"Some examples should be made”: Prosecuting Reform Bill Rioters in 1831
Recorded on 6 March 2024

Speaker: Steve Poole (University of the West of England, Bristol)
Despite the unprecedented scale of destruction – particularly at Derby, Nottingham and Bristol - the riots that followed the Lords’ rejection of the Reform Bill in October 1831 have attracted relatively little academic interest. Historians have tended to read them as the last hurrah of the irrational mob; incongruously out of step with the organised mass platform politics of Peterloo and Chartism, and ignorant of the politics behind a Bill that offered them no material advantage. Nevertheless, the Reform riots provided a stern test for Peel’s 1827 public order reforms, raising legal issues not only of retribution but of victim compensation and felonious intent. They raised fresh questions too about the effectiveness of military intervention and the handling of punishment in the courts. The insistence of the Attorney general that ‘some examples should be made’, left 259 rioters for prosecution across the country from Derby to Dorset, seven to be hanged and 43 transported. However wholesale the disregard of later historians, most of the accused were local men with regular employment and ‘good characters’. This paper seeks to lift the lid on them, discusses their motivation and examines the range of courts before which they were brought to trial. Outcomes were locally variable.
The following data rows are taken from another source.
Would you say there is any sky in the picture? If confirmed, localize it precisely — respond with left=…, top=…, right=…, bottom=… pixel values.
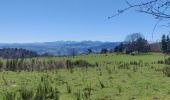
left=0, top=0, right=168, bottom=43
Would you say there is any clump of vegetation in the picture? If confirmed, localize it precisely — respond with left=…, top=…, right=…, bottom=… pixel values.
left=34, top=75, right=59, bottom=100
left=3, top=91, right=16, bottom=100
left=83, top=84, right=93, bottom=99
left=165, top=57, right=170, bottom=65
left=19, top=87, right=34, bottom=100
left=66, top=83, right=72, bottom=93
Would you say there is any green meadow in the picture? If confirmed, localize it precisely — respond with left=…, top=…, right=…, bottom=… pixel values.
left=0, top=53, right=170, bottom=100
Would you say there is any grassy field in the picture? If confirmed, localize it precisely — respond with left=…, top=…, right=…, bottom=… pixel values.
left=0, top=53, right=170, bottom=100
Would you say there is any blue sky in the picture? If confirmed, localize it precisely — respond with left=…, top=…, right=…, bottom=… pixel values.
left=0, top=0, right=168, bottom=43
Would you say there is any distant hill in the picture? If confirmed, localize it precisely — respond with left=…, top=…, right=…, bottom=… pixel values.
left=0, top=48, right=38, bottom=58
left=0, top=41, right=119, bottom=56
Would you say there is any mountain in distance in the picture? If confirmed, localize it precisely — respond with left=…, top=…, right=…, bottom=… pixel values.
left=0, top=41, right=120, bottom=56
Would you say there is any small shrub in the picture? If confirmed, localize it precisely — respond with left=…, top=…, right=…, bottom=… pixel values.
left=99, top=80, right=105, bottom=88
left=165, top=57, right=170, bottom=65
left=75, top=90, right=81, bottom=100
left=157, top=60, right=164, bottom=64
left=19, top=87, right=33, bottom=100
left=34, top=76, right=59, bottom=100
left=84, top=84, right=93, bottom=99
left=163, top=66, right=170, bottom=77
left=66, top=83, right=72, bottom=93
left=3, top=91, right=16, bottom=100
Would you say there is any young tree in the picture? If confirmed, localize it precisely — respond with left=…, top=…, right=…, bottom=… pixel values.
left=100, top=48, right=108, bottom=54
left=161, top=35, right=167, bottom=53
left=87, top=48, right=93, bottom=54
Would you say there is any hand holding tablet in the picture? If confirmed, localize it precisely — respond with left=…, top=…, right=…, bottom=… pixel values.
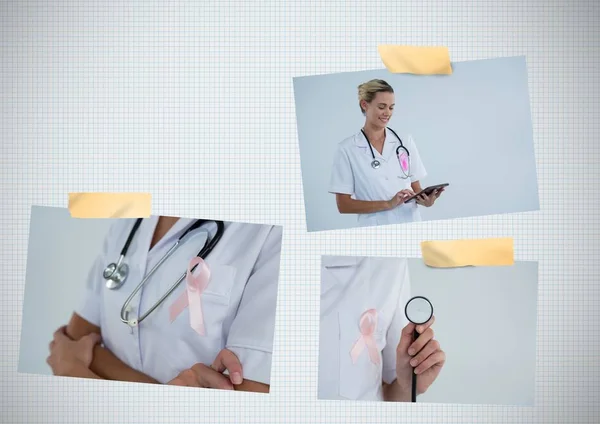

While prisoners at Nottingham and Bristol were tried and convicted with rigour by Special Commission, eleven men arrested at Derby took their trials at the regular assize three months later, and were all acquitted. The authorities at Loughborough, Mansfield and Worcester meanwhile, were disposed to send all their cases to trial by magistrates at quarter sessions, forsaking the judicial terror meted out at Nottingham and Bristol in an attempt to heal social division in their respective communities.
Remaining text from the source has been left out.